Rima Hassan, figure emblématique de la lutte en faveur du peuple palestinien, est accusée d'apologie du terrorisme. Le tweet controversé, posté le 26 mars, cite Kōzō Okamoto, un ancien membre de l'Armée rouge japonaise, et déclenche une campagne d'attaques médiatiques et politiques. La phrase, « J’ai consacré ma jeunesse à la cause palestinienne. Tant qu’il y aura oppression, la résistance ne sera pas seulement un droit, mais un devoir. », est qualifiée par ses soutiens de rappel d'un droit inscrit dans le cadre du droit international, à savoir le droit des peuples à résister face à l'occupation.
Une attaque contre la liberté d'expression
Plus de 200 personnalités, parmi lesquelles des élus et des intellectuels, ont signé une tribune pour défendre Rima Hassan contre ce qu'ils appellent une "criminalisation des voix pro-palestiniennes". L’Humanité, qui a publié leur déclaration, souligne l'importance de la liberté d'expression, même pour des propos polémiques.

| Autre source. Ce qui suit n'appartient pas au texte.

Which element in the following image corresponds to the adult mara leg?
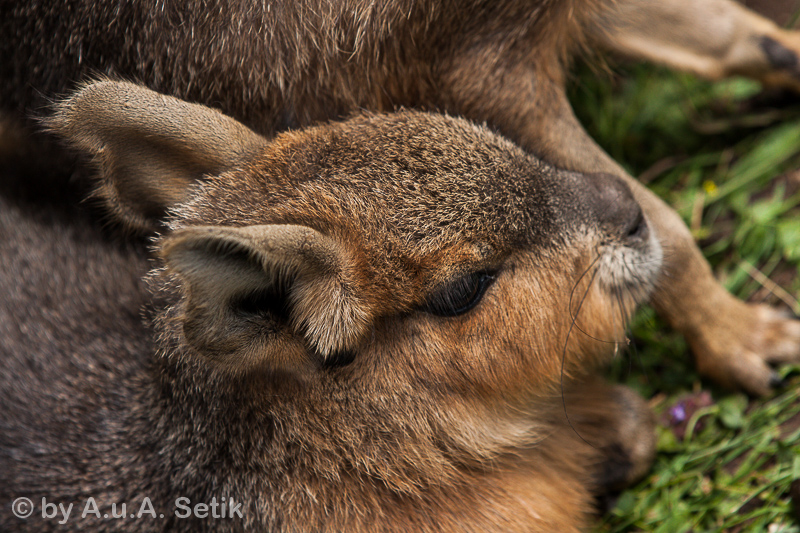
[589,0,800,90]
[442,48,800,394]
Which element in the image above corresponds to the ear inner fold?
[162,225,372,364]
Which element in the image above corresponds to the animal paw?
[687,301,800,396]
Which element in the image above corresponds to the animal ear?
[161,225,372,370]
[46,81,267,229]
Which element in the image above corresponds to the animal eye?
[422,271,497,316]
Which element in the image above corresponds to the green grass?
[571,60,800,533]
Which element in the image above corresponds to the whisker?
[559,254,601,448]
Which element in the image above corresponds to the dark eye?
[422,271,497,316]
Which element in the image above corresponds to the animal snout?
[587,173,649,243]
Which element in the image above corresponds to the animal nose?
[587,173,649,243]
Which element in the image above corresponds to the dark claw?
[769,372,786,389]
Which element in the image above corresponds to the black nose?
[586,173,648,241]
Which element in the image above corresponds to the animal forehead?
[189,111,563,249]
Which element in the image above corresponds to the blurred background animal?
[0,2,800,524]
[0,0,800,394]
[0,82,661,531]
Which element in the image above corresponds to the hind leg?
[560,378,656,497]
[591,0,800,91]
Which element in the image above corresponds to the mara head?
[50,82,661,508]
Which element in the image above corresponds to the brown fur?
[0,82,660,531]
[0,0,800,531]
[0,0,800,394]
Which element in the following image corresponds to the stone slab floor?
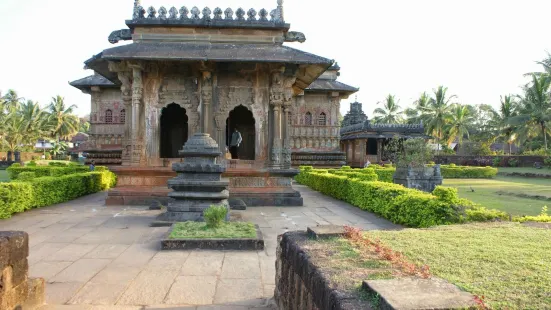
[0,186,398,310]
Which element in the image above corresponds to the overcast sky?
[0,0,551,116]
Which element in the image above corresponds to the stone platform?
[105,167,303,207]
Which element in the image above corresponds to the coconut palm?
[373,95,404,124]
[2,89,25,110]
[404,92,430,124]
[19,100,49,144]
[490,95,519,155]
[510,74,551,150]
[2,109,25,152]
[48,95,80,141]
[445,104,474,147]
[419,86,457,150]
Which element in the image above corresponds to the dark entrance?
[161,103,188,158]
[226,105,256,160]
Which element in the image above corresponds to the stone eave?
[126,18,291,32]
[69,75,119,93]
[85,42,334,95]
[304,79,360,96]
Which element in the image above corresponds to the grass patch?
[169,222,256,239]
[303,238,398,293]
[0,170,10,182]
[366,223,551,309]
[497,167,551,175]
[444,175,551,215]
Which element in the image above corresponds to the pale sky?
[0,0,551,117]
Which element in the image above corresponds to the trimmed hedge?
[0,170,116,219]
[6,164,90,180]
[296,167,507,227]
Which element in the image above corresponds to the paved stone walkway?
[0,186,398,310]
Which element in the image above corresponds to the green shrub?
[6,165,90,180]
[0,182,33,219]
[297,168,507,227]
[48,161,67,167]
[17,172,36,182]
[0,167,116,218]
[203,205,228,228]
[543,156,551,169]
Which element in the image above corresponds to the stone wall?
[434,155,544,167]
[0,231,44,310]
[274,232,364,310]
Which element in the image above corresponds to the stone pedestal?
[154,133,229,226]
[394,165,442,193]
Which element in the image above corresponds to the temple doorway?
[226,105,256,160]
[161,103,188,158]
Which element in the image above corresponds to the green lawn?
[0,170,10,182]
[497,167,551,174]
[366,223,551,309]
[444,176,551,215]
[169,222,256,239]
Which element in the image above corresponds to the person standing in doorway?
[230,128,243,159]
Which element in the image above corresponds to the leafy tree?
[405,92,430,124]
[490,95,518,155]
[48,95,80,141]
[373,95,404,124]
[419,86,457,151]
[445,104,474,146]
[510,74,551,150]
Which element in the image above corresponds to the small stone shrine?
[340,102,429,168]
[154,133,229,226]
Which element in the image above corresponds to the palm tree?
[419,86,457,149]
[2,89,25,110]
[490,95,518,155]
[2,109,25,152]
[446,104,474,147]
[510,74,551,150]
[48,95,80,141]
[19,100,49,144]
[405,92,430,124]
[373,95,404,124]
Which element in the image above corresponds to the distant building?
[340,102,429,167]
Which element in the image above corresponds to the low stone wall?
[0,231,44,310]
[434,155,544,167]
[274,232,365,310]
[291,150,346,167]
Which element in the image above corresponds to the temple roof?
[91,42,333,64]
[341,120,426,140]
[306,79,360,95]
[85,42,333,93]
[69,74,118,92]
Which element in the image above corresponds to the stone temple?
[70,0,358,206]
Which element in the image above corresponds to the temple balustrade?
[133,1,284,23]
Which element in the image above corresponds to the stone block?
[307,225,344,239]
[362,278,476,310]
[0,231,29,268]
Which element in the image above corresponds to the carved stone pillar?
[131,67,145,166]
[118,72,133,166]
[377,139,383,163]
[201,68,213,134]
[269,67,285,169]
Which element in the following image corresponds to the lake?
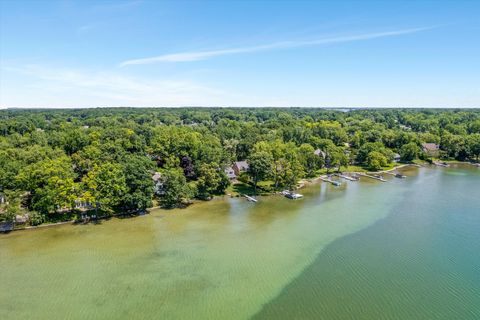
[0,165,480,319]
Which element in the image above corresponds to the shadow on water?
[253,167,480,320]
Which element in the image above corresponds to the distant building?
[15,214,28,223]
[224,167,237,180]
[422,143,440,157]
[313,149,327,158]
[233,160,249,176]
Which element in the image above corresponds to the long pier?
[320,177,341,186]
[337,173,358,181]
[384,171,407,179]
[359,173,387,182]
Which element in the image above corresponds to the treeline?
[0,108,480,223]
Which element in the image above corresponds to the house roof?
[313,149,325,158]
[422,143,439,151]
[235,160,249,170]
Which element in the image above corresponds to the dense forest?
[0,108,480,225]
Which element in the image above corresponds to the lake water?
[0,165,480,319]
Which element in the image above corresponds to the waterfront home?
[15,214,28,224]
[233,160,249,176]
[313,149,327,158]
[422,143,440,157]
[224,167,237,180]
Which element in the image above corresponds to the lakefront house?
[422,143,440,157]
[233,160,249,177]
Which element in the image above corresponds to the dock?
[320,177,342,187]
[337,173,359,181]
[359,173,387,182]
[385,172,407,179]
[243,194,258,202]
[433,161,450,168]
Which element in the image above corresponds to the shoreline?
[0,160,478,234]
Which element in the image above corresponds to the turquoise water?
[0,166,480,319]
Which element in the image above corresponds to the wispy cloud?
[120,27,435,67]
[0,65,229,107]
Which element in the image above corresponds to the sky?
[0,0,480,108]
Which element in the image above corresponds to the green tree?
[123,154,154,209]
[400,142,422,161]
[197,162,229,199]
[83,162,128,213]
[366,151,388,171]
[161,168,193,208]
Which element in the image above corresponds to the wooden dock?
[384,171,407,179]
[359,173,387,182]
[320,177,342,187]
[243,194,258,202]
[433,161,450,168]
[337,173,358,181]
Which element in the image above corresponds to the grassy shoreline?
[4,160,474,233]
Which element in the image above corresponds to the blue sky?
[0,0,480,108]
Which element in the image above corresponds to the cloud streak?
[119,27,435,67]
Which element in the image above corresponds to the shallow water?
[0,166,480,319]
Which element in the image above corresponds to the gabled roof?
[422,143,440,151]
[235,160,249,170]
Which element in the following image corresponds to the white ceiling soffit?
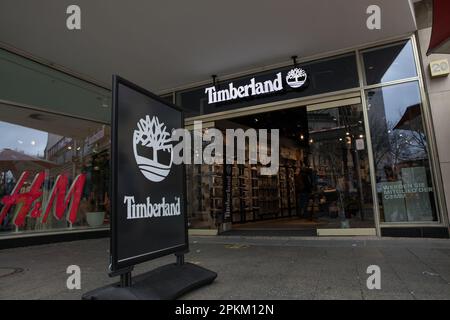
[0,0,415,92]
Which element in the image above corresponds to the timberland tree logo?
[286,68,308,89]
[133,115,173,182]
[205,68,308,104]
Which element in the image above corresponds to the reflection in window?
[366,82,437,222]
[363,41,417,85]
[0,105,110,236]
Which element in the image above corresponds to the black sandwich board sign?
[83,76,217,299]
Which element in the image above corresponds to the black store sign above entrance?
[83,76,217,300]
[111,77,188,271]
[176,53,359,117]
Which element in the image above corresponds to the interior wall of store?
[415,0,450,224]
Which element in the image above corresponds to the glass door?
[306,98,376,235]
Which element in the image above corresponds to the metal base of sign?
[82,257,217,300]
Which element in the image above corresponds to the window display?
[0,105,110,237]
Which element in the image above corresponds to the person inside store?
[295,162,313,220]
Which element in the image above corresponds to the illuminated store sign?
[205,68,308,104]
[0,171,86,227]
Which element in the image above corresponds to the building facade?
[0,1,450,247]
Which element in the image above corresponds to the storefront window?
[366,82,438,223]
[0,105,110,237]
[362,41,417,85]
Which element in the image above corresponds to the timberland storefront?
[0,36,448,247]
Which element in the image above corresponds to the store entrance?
[212,99,375,236]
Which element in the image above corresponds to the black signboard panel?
[111,76,188,271]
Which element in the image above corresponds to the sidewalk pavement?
[0,237,450,300]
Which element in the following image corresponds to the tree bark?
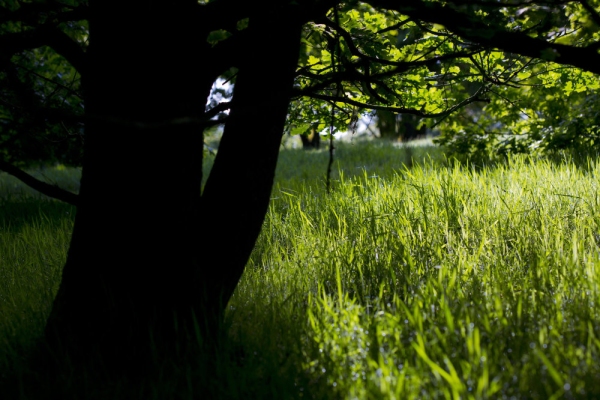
[200,6,302,330]
[46,0,216,365]
[46,0,302,369]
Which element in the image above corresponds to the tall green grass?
[0,144,600,399]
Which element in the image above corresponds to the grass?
[0,143,600,399]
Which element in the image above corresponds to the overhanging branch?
[0,160,79,206]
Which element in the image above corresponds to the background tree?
[0,0,600,378]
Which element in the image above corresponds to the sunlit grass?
[0,143,600,399]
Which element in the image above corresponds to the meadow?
[0,142,600,399]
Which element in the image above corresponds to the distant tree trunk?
[377,110,398,140]
[377,110,426,142]
[300,129,321,150]
[46,1,301,368]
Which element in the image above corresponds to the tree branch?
[0,160,79,206]
[302,86,488,118]
[368,0,600,74]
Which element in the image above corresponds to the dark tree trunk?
[300,129,321,150]
[201,10,302,330]
[46,1,215,361]
[46,1,301,368]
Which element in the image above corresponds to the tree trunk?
[377,110,398,140]
[41,1,301,368]
[300,129,321,150]
[201,10,302,331]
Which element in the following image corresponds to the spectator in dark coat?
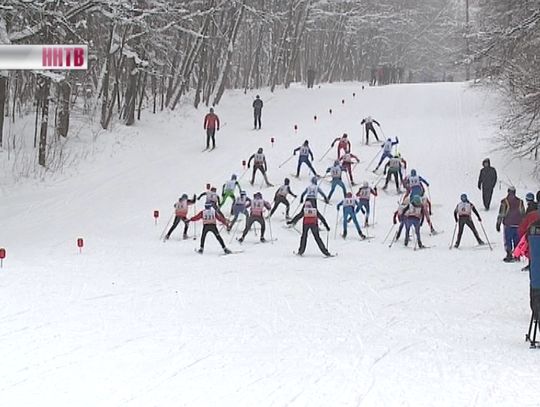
[253,95,263,130]
[478,158,497,211]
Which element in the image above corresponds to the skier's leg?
[255,216,266,239]
[311,226,330,256]
[328,179,337,200]
[165,216,180,239]
[240,216,255,240]
[210,225,225,249]
[298,225,309,254]
[392,172,399,191]
[197,225,210,249]
[455,218,465,248]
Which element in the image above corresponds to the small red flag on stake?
[0,247,6,268]
[77,237,84,253]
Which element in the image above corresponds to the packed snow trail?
[0,84,540,406]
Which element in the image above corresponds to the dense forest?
[0,0,540,171]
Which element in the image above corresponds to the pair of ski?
[293,250,338,259]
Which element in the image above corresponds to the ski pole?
[448,222,457,250]
[319,146,334,162]
[479,221,493,251]
[268,218,274,244]
[382,223,396,244]
[334,211,339,240]
[159,212,174,240]
[372,195,377,225]
[278,154,294,168]
[366,148,382,171]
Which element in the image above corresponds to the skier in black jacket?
[253,95,263,130]
[478,158,497,211]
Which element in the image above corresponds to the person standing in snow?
[383,155,403,194]
[293,140,318,178]
[300,177,328,208]
[525,192,538,215]
[403,169,429,197]
[360,116,381,145]
[164,194,196,240]
[326,160,347,200]
[253,95,263,130]
[238,192,272,243]
[341,150,360,186]
[204,107,219,150]
[287,201,332,257]
[454,194,484,249]
[373,136,399,172]
[219,174,242,208]
[336,192,366,239]
[189,202,231,254]
[248,147,273,187]
[478,158,497,211]
[356,181,377,227]
[268,178,298,220]
[403,195,424,249]
[330,133,351,160]
[495,186,525,263]
[227,190,251,232]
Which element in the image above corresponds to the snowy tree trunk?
[38,77,51,167]
[56,81,71,137]
[212,0,246,105]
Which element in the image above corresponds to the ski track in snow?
[0,83,540,407]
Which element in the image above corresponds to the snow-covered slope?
[0,84,540,406]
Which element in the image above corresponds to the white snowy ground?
[0,84,540,407]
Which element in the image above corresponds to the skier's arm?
[287,187,298,198]
[189,211,202,222]
[471,204,482,222]
[317,211,330,230]
[287,210,304,225]
[478,169,484,189]
[248,154,255,168]
[216,212,229,226]
[317,188,328,203]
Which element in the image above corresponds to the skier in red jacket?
[204,107,219,150]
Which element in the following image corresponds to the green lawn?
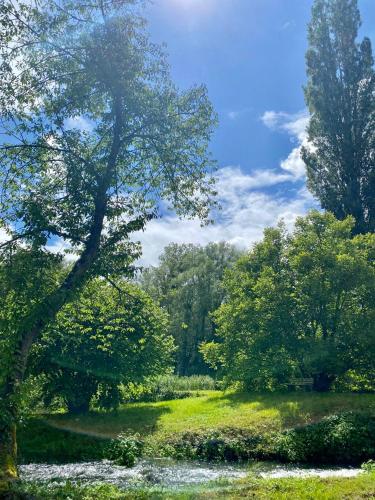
[47,391,375,437]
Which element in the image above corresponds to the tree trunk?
[0,423,17,498]
[0,98,122,492]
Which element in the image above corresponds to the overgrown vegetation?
[10,474,375,500]
[20,392,375,465]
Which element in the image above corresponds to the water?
[20,459,361,488]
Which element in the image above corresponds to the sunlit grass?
[17,474,375,500]
[48,391,375,437]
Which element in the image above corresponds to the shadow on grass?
[48,404,171,438]
[18,406,169,463]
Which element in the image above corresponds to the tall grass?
[154,375,216,392]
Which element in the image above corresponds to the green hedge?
[275,412,375,465]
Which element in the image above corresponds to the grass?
[12,474,375,500]
[19,391,375,462]
[47,391,375,438]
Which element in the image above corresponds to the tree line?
[0,0,375,490]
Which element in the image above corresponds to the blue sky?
[132,0,375,265]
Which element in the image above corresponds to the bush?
[275,412,375,465]
[105,433,144,467]
[160,429,270,462]
[122,375,216,403]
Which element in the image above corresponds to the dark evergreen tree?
[302,0,375,233]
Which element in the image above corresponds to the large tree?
[30,279,174,413]
[203,211,375,391]
[142,243,240,375]
[0,0,216,488]
[303,0,375,233]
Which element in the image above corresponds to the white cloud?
[227,108,252,121]
[136,167,313,266]
[261,111,311,179]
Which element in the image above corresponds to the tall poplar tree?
[302,0,375,233]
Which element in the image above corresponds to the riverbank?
[13,473,375,500]
[19,391,375,465]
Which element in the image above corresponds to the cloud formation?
[136,111,315,266]
[136,167,313,266]
[261,111,309,179]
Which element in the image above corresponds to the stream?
[20,459,362,488]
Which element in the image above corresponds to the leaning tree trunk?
[0,422,17,492]
[0,99,122,495]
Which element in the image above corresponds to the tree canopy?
[202,211,375,390]
[142,243,240,375]
[31,279,174,412]
[0,0,216,481]
[303,0,375,233]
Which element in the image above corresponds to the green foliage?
[209,211,375,391]
[0,0,216,472]
[361,460,375,473]
[33,280,174,413]
[142,243,240,376]
[161,428,274,462]
[155,375,216,391]
[276,412,375,465]
[303,0,375,233]
[105,433,144,467]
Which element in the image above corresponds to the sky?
[131,0,375,266]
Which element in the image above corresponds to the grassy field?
[14,474,375,500]
[47,391,375,438]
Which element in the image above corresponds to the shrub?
[160,429,270,462]
[275,412,375,465]
[361,460,375,473]
[105,433,144,467]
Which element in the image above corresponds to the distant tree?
[31,279,174,413]
[142,243,240,375]
[303,0,375,233]
[202,211,375,391]
[0,0,215,488]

Le débat autour de son tweet s'est intensifié, surtout après son audition par les forces de l'ordre le 2 avril, qui a été marquée par une désinformation relayée dans certains médias concernant une prétendue possession de drogues. Rima Hassan a alors dénoncé une cabale médiatique, accusant des fuites illégales qui ont déformé la réalité des faits, et a précisé que seule la présence de cannabidiol (CBD), légal en France, a été constatée.
« La justice manque de moyens, mais manifestement pas lorsqu’il s’agit de poursuivre des opposants politiques, » a critiqué Me Vincent Brengarth, l’avocat de Rima Hassan, dans un tweet. Son soutien s'affirme clairement : « Au nom de la liberté d’expression, je plaiderai la relaxe de Rima Hassan. »
Pour marquer cette journée de contestation, un rassemblement est prévu à partir de 12h30 sur le parvis du tribunal, où Rima Hassan prendra la parole en compagnie d'élus des partis insoumis et écologistes. Ce procès s'annonce comme un test pour la liberté d'expression en France, en particulier pour les voix dissidentes concernant des questions internationales délicates.